That line of people was there to visit. A. Shop.
The air in Los Angeles smells of marjuana. And of avocado.
One morning, while I was preparing breakfast in the hostel where I slept in Hollywood, one of the owners looked outside from the kitchen window and said, “It’s cold today.” There were 19 degrees outside. “I live near the Alps. It will start snowing in a few weeks,” I replied. “It must be amazing to feel something like that on your skin,” she told me, continuing to observe the road beyond the glass.
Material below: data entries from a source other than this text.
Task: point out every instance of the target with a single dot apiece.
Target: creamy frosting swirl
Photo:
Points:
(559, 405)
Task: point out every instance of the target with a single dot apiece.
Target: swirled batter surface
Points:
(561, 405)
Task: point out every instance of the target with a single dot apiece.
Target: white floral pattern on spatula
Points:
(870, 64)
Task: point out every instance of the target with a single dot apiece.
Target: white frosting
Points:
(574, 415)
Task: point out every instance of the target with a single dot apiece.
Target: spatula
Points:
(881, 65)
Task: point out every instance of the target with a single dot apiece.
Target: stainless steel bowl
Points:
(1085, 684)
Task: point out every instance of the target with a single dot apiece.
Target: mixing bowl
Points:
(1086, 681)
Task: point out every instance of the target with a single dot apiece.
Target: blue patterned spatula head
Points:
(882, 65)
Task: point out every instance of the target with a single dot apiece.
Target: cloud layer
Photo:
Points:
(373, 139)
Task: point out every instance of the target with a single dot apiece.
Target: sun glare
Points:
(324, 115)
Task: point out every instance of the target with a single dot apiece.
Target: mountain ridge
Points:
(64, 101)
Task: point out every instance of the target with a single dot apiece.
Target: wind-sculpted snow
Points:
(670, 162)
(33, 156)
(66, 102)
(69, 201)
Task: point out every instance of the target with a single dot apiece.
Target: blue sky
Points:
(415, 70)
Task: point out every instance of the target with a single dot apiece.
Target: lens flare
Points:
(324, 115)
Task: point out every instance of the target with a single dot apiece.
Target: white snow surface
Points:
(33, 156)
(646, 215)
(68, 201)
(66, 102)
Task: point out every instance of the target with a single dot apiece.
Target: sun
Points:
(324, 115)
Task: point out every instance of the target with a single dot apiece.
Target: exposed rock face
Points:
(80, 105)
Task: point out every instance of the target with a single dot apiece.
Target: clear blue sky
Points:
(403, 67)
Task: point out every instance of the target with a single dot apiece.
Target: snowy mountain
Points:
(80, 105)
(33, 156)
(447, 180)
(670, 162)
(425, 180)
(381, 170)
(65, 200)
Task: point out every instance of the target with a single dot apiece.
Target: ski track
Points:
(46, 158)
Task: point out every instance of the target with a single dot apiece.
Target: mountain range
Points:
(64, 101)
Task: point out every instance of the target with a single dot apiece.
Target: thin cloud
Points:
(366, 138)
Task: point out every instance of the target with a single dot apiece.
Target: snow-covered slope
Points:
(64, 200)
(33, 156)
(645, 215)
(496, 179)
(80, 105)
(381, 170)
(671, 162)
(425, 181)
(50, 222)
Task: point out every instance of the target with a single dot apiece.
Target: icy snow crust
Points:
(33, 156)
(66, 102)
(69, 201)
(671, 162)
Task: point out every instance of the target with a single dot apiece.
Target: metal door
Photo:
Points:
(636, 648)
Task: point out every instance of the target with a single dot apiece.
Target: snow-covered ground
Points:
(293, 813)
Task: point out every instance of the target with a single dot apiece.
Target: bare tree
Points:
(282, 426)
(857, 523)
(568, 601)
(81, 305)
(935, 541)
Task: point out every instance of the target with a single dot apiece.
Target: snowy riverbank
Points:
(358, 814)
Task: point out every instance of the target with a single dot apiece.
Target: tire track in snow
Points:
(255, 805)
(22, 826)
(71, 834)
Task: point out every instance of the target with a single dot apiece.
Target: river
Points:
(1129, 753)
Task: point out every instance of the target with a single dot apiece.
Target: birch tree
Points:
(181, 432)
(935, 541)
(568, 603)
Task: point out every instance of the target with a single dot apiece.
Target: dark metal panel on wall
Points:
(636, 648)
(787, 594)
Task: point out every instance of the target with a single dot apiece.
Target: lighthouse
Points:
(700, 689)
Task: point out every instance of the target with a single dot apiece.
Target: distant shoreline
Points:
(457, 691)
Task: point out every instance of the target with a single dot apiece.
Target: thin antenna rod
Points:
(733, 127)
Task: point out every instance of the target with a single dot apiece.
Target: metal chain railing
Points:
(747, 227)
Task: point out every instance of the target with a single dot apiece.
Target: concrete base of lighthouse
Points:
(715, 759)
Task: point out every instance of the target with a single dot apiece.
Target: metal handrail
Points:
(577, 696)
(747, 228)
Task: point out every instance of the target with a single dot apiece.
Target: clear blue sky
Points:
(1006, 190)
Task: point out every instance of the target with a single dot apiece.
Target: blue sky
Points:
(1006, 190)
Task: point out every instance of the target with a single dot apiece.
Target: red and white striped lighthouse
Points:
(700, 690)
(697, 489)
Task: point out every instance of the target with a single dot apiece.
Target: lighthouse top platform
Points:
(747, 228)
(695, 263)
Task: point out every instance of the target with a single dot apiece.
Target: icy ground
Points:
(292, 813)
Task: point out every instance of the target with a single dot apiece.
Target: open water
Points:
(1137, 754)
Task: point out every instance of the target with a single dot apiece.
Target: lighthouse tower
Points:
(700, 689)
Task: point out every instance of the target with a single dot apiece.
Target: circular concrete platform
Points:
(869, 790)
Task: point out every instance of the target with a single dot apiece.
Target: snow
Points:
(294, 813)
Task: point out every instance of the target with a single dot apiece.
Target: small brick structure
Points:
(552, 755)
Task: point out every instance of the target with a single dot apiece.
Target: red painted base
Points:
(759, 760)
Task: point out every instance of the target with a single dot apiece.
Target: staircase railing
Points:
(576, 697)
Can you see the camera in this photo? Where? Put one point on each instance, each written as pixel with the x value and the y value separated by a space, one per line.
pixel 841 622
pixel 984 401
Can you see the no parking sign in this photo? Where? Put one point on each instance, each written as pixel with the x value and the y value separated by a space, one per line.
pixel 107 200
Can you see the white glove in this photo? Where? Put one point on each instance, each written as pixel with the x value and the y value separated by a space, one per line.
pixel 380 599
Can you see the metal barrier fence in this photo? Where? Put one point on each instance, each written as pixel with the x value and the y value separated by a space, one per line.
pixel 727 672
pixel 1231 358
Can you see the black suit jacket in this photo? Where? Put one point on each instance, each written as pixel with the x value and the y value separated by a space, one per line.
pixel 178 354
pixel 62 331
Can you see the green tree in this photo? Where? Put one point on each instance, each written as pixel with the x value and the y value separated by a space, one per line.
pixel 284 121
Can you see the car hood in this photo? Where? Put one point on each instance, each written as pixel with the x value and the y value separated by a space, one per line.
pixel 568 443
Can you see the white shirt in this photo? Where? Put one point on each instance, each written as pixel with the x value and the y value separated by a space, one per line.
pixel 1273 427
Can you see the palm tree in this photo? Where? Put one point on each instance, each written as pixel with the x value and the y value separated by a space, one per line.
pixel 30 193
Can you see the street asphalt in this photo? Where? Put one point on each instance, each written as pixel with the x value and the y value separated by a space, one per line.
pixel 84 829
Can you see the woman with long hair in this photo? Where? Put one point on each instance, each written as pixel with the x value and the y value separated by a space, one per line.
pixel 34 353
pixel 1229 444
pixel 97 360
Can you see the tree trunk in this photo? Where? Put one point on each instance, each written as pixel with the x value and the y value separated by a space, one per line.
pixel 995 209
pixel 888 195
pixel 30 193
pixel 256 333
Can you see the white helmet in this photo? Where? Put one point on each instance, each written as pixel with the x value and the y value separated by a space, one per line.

In Los Angeles, people often drag a suitcase or carry a bag. It is a transient place. Everybody comes from somewhere else. It’s a non-place where everyone just seems to pass. Some people come looking for a dream, others escape from too many nightmares. All that luggage appears to indicate that everyone is ready to make a break for this promised land – metaphorically, literally – should the need arise.
Along the Walk of Fame, I found myself walking near Spiderman, Superman, Marylin. “I’m a copycat,” Superman told me. I’m just the copy of somebody else, I’m an imitation. I don’t really exist.
I was thinking of the name of the city one morning as I was sitting by the Tar Pits (link). Sitting in that part of the city is already in itself impossible: the Tar Pits are ponds where water is not the liquid bubbling in front of you. It is asphalt that, for hundreds of thousands of years, goes through the earth and comes to gush on the surface. Anyway, I was saying – I thought of the name of this centre-less metropolis and I thought it sounded a bit like Lost Angels.
Los Angeles sky is loaded with helicopters and palm trees, and neon lights along the Sunset Bouvelard.
From the Griffith observatory I saw one of the most colourful sunsets of my whole life. We laughed, me and the French guy I met while I was walking up there. “You know it’s the smog that creates these schizophrenic colours, don’t you” I told him. “Yeah, but every now and then it’s better to forget that often behind every wonderful picture there is a terrible story,” he replied.